Injecting a composite of foreign DNA into a human, even via a virus (as some genetic engineering is still accomplished today on the cellular level), probably would not create a change; the body's immune system would simply destroy it.  Geneticists are currently performing research to attempt to alter a living organism's genetics to fight certain disorders, but so far with little to no success.  You would have to start from step one, with a completely altered single-celled haploid gamete, and create the organism from the ground up.



> and made it like it were a cancer that grew and altered the body yet kept the person alive could that be possible? Because cancer is a change in the genetic code of some cells but what if it were body wide?

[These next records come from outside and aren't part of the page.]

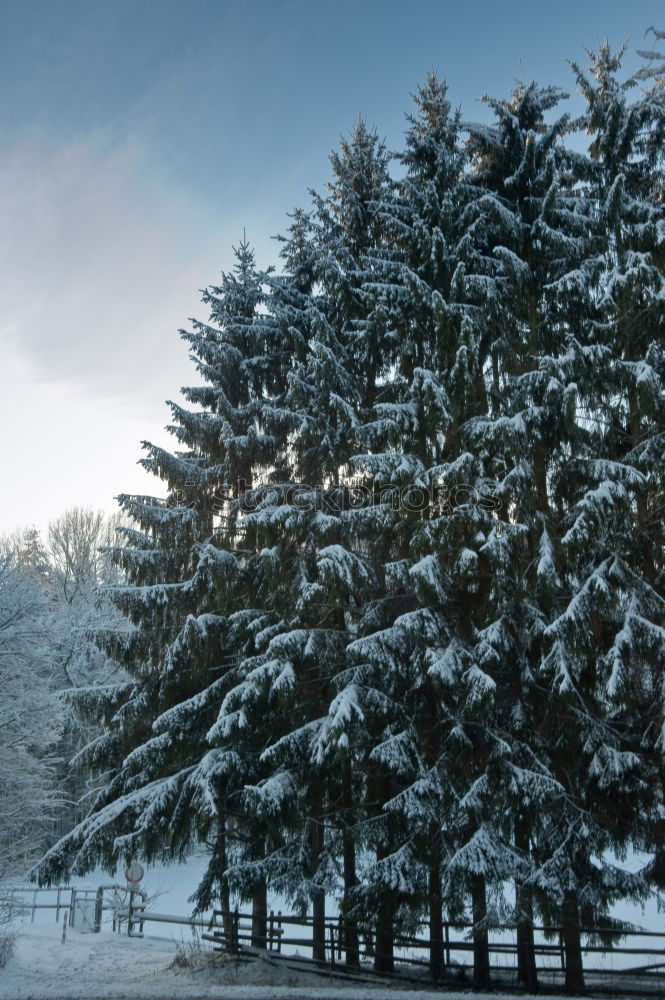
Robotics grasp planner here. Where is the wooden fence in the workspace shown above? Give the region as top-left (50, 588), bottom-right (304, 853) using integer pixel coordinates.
top-left (201, 909), bottom-right (665, 991)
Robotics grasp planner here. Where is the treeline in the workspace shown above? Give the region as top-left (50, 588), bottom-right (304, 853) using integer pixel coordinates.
top-left (0, 508), bottom-right (129, 878)
top-left (39, 37), bottom-right (665, 988)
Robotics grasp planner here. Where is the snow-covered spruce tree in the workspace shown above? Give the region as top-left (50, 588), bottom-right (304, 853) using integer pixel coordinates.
top-left (462, 84), bottom-right (608, 985)
top-left (210, 122), bottom-right (388, 963)
top-left (0, 548), bottom-right (63, 878)
top-left (38, 241), bottom-right (286, 932)
top-left (536, 44), bottom-right (665, 980)
top-left (332, 76), bottom-right (482, 976)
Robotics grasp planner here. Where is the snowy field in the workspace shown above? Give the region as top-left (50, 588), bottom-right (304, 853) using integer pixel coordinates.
top-left (0, 858), bottom-right (662, 1000)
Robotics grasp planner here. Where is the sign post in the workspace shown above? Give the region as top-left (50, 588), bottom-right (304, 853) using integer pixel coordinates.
top-left (125, 861), bottom-right (145, 937)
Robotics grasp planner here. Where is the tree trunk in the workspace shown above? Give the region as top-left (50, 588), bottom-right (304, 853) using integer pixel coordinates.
top-left (216, 797), bottom-right (233, 951)
top-left (515, 816), bottom-right (538, 990)
top-left (309, 819), bottom-right (326, 962)
top-left (428, 852), bottom-right (444, 983)
top-left (251, 840), bottom-right (268, 948)
top-left (342, 831), bottom-right (360, 969)
top-left (374, 844), bottom-right (395, 972)
top-left (561, 890), bottom-right (584, 991)
top-left (471, 876), bottom-right (490, 990)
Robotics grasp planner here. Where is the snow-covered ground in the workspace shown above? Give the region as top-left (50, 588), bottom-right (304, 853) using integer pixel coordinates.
top-left (0, 857), bottom-right (662, 1000)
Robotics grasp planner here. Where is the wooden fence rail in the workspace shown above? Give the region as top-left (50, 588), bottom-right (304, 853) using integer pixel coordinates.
top-left (201, 909), bottom-right (665, 975)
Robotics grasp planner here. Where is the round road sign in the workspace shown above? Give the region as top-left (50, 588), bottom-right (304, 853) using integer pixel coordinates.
top-left (125, 861), bottom-right (145, 884)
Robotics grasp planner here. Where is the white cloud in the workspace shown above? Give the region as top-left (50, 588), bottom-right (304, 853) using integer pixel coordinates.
top-left (0, 135), bottom-right (232, 413)
top-left (0, 141), bottom-right (248, 530)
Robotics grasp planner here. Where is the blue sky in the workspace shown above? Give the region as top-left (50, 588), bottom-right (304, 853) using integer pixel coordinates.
top-left (0, 0), bottom-right (665, 531)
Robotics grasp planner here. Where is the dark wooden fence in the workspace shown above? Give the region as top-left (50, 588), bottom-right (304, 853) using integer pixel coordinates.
top-left (201, 910), bottom-right (665, 992)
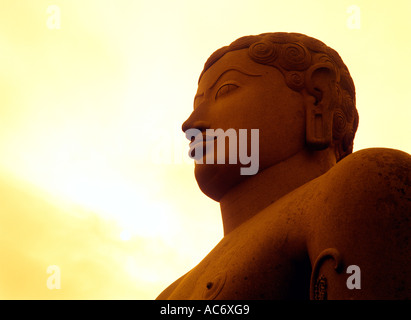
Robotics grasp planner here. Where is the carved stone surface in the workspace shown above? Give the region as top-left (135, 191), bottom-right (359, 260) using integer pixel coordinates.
top-left (158, 33), bottom-right (411, 299)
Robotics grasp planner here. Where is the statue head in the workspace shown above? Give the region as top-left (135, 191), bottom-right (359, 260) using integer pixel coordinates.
top-left (183, 33), bottom-right (358, 200)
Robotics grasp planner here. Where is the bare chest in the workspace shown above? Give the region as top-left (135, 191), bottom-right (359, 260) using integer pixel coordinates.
top-left (168, 210), bottom-right (311, 300)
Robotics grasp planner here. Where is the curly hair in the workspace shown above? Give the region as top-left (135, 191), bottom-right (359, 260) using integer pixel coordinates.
top-left (199, 32), bottom-right (359, 161)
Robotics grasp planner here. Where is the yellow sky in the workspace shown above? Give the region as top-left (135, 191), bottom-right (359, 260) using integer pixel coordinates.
top-left (0, 0), bottom-right (411, 299)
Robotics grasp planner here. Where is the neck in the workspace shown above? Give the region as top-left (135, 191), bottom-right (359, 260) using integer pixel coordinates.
top-left (220, 149), bottom-right (336, 235)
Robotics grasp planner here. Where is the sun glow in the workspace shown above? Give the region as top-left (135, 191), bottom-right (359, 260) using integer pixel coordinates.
top-left (0, 0), bottom-right (411, 299)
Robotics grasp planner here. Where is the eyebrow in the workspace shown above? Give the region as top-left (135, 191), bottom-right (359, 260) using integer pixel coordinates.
top-left (208, 67), bottom-right (262, 89)
top-left (194, 66), bottom-right (262, 101)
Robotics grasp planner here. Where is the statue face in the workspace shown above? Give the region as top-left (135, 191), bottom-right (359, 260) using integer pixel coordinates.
top-left (183, 49), bottom-right (305, 201)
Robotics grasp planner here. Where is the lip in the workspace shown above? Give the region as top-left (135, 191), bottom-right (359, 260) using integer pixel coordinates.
top-left (189, 132), bottom-right (217, 149)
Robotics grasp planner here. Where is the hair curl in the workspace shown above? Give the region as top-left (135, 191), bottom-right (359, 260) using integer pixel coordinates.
top-left (199, 32), bottom-right (359, 161)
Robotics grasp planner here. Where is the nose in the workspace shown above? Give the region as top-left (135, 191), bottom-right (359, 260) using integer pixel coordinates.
top-left (181, 108), bottom-right (211, 136)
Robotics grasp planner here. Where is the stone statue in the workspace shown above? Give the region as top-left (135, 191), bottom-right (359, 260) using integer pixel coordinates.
top-left (157, 33), bottom-right (411, 299)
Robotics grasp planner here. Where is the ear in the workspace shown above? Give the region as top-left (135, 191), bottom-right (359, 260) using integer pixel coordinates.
top-left (304, 63), bottom-right (336, 150)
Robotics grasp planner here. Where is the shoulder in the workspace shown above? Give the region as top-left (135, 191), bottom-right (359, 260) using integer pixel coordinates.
top-left (327, 148), bottom-right (411, 192)
top-left (308, 149), bottom-right (411, 299)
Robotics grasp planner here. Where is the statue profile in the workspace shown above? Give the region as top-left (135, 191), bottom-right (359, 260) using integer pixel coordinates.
top-left (157, 33), bottom-right (411, 299)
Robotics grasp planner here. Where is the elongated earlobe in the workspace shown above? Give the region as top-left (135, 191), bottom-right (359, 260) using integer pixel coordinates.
top-left (306, 103), bottom-right (332, 150)
top-left (305, 63), bottom-right (335, 150)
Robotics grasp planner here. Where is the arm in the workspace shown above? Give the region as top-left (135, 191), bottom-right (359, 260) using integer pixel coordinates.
top-left (309, 149), bottom-right (411, 299)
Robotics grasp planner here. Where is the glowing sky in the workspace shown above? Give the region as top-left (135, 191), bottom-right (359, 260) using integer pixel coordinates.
top-left (0, 0), bottom-right (411, 299)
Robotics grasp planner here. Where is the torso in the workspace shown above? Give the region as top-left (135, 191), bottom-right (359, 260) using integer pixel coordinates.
top-left (158, 149), bottom-right (409, 299)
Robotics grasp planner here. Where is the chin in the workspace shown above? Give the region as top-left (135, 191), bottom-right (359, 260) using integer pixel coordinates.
top-left (194, 164), bottom-right (246, 202)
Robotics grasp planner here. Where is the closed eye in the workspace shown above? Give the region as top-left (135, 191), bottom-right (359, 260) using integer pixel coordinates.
top-left (215, 83), bottom-right (239, 99)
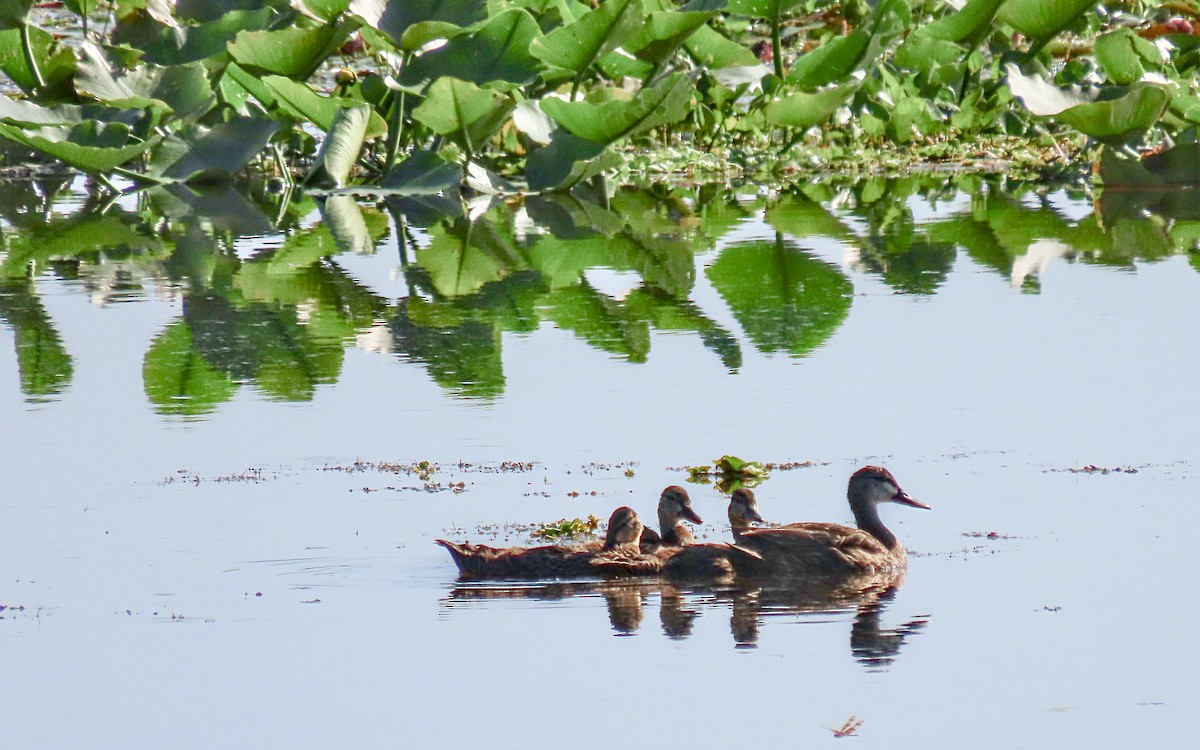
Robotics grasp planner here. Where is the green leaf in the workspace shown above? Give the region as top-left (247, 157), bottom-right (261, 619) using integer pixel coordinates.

...I'm not even going into details about why this would not work. Just no.


----------



## Repiotou (Feb 22, 2009)

Nylak said:


> No.
> 
> [/thread]
> 
> ...



Way to put a damper on a usually interesting discussion there Buckette.


----------



## Nylak (Feb 22, 2009)

Repiotou said:


> Way to put a damper on a usually interesting discussion there Buckette.


 
Reality hurts.  xD


----------



## Repiotou (Feb 22, 2009)

Nylak said:


> Reality hurts.  xD


So does a foot in my crotch, but you don't hear me complaining. >.>


----------



## Aurali (Feb 22, 2009)

Repiotou said:


> Way to put a damper on a usually interesting discussion there Buckette.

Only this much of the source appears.